When the Government of Ireland undertook a review of its overseas aid programme in 2018 and invited interested parties to contribute their views, Rev. Dr Patrick Devine, International Chairman of Shalom-SCCRR, made a detailed submission, based on the organization’s expertise, experience and acclaimed profile in conflict transformation and peace-building.
The submission was aligned carefully with the UN Sustainable Peace Initiative which places preventive action and post-conflict peace-building on par with peace-making and peace-keeping. The report by the Secretary-General to the High Level Meeting on Sustaining Peace in April 2018 laid the groundwork for an important policy-breakthrough, empowering civilians with new tools, better management practices, and hopefully new financial resources to contribute to a more integrated and coherent framework for global conflict management that delivers positive peace.

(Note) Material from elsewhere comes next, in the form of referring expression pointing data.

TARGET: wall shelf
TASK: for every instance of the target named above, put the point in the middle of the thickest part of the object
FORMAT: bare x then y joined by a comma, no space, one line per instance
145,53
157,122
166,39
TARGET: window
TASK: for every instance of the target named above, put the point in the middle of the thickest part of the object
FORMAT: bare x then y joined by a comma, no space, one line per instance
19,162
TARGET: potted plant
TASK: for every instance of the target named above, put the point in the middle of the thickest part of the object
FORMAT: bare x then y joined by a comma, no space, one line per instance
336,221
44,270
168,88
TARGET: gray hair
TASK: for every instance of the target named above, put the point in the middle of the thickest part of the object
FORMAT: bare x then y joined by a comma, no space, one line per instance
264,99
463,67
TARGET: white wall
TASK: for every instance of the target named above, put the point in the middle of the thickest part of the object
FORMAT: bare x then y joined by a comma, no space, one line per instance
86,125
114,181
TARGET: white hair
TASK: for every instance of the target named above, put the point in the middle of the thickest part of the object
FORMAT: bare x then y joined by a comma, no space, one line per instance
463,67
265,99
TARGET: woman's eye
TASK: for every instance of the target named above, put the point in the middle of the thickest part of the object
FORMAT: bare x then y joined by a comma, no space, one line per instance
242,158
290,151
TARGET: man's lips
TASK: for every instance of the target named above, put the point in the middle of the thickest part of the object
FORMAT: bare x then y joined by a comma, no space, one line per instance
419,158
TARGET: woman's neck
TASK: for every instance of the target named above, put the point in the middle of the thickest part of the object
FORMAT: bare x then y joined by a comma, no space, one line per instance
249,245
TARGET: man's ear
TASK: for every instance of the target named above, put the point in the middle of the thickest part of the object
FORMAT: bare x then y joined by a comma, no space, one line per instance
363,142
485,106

Important features of the initiative are:
- It elevates the role of civil society and regional organisations in sustaining peace.
- It stresses that the UN development system and development practitioners in general are central to conflict prevention and sustaining peace.

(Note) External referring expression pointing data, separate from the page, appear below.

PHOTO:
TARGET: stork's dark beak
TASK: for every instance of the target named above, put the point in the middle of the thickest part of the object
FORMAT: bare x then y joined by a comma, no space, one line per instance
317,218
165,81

- It buttresses the case for “more predictable and sustained financing” for civilian-led peace-building through a proposed Funding Compact with Member States, against the backdrop of declining development assistance to conflict-affected countries as a share of global aid (from 40% in 2005 to 28% in 2015).
Pathways for Peace: Inclusive Approaches to Preventing Violent Conflict is a joint study by the UN and the World Bank. The study originates from the conviction on the part of both institutions that the attention of the international community needs to be urgently refocused on prevention of conflict.
The human and economic cost of conflicts around the world requires all concerned to work more collaboratively. The SDGs should be at the core of this approach. Development actors need to provide more support to national and regional prevention agendas through targeted, flexible, and sustained engagement. Prevention agendas, in turn, should be integrated into development policies and efforts, because prevention is cost-effective, saves lives, and safeguards development gains.
Inclusive decision making is fundamental to sustaining peace at all levels, as are long-term policies to address economic, social, and political aspirations. Fostering the participation of young people as well as of the organizations, movements, and networks that represent them is crucial. Women’s meaningful participation in all aspects of peace and security is critical to effectiveness, including in peace processes, where it has been shown to have a direct impact on the sustainability of agreements reached.
The SDGs in the Context of Peace
SDG No. 16 aims to promote peaceful and inclusive societies for sustainable development, provide justice for all, and build effective, accountable and inclusive institutions at all levels. It asks “how can a country develop—how can people eat and teach and learn and work and raise families—without peace? And how can a country have peace without justice, without human rights, without government based on the rule of law?
That goal is specifically focused on positive peace in societies where sustainable development can take place and be effective. All of the SDGs are predicated on a minimum of negative peace and the potential for the realization of positive peace (concept of negative vs positive peace explained later in this submission). They recognise that sustainable development without sustainable peace is not possible.
Ireland’s Overseas Aid Policy
Shalom advanced the view that Ireland’s overseas aid programme should be well informed by evidential research on the geopolitical context of its appropriation at the grassroots, national, regional and global dimensions, and that its aid policy should prioritise conflict transformation and peace-building that involves the participation of civil society organisations with the appropriate competence and capacity, and that this should be reflected in a meaningful manner it its new strategy.